Madeleine Tully is a once-privileged teenage girl who has run away with her mother from a wealthy father in Paris to a life of home-schooled struggle in Cambridge, England, where she is confronted with the increasingly disturbed behaviour of her seriously ill mother, Holly. Elliot Baranski lives in Bonfire, Cello. He’s a boy of similar age who is trying to piece together the mysterious circumstances of his father’s disappearance a year ago. And he is not the only missing person. Cello is a strange place in which different Colours have different influences on the populace. Some make people goal-oriented; others make them fall in love; others maim and kill. Seasons come and go when they feel like it. There are also ‘Wandering Hostiles’ who are against the incumbent royal family. And there are very unusual and distinct districts that add flavour to the mix as well.
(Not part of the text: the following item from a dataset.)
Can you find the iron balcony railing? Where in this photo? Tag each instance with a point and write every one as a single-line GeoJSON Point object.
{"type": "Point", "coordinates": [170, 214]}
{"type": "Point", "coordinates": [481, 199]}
The crack between the two worlds is discovered by Elliot and Madeleine, and soon letters are being passed back and forth between them that draw them together as they come of age and seek solutions to these and other problems affecting not just them but the fabric of their communities. At first Madeleine doubts the existence of Cello, and Elliot spends a bit of time convincing her of its existence. The people of Cello know about the World, although there information is a little dated, but because of the consequences of not reporting a crack, most are filled-in promptly.
There is a cast of friends on both sides, as well as outsiders seeking welcomes, and others seeking answers to failed crops and the reasons for why the magical Butterfly Child that Elliot has caught is failing to remedy the farms’ ills. There are also some very strange royals in the Kingdom of Cello, some of whom are on a tour of the districts and provide humorous and odd reports on their travels. Some of these plot strands seem superfluous until they are expertly brought together by Moriarty in wonderful plotting that certainly satisfies readers of this book and serves to set-up the rest of the trilogy.
Given we’re fast approaching the festive season, keep A corner of white in mind for those younger readers in your life. Although the science behind the cracks that join the Kingdom of Cello with ‘the World’ is not explained, there are many other bits of science that are, such as the science of Isaac Newton, colours, gravity, computing and on. And Lord Byron gets a role too. Younger readers will love the intrigue, the letters, the science both explained and unexplained. Those of us who (still) haven’t grown up will find elements to enjoy too.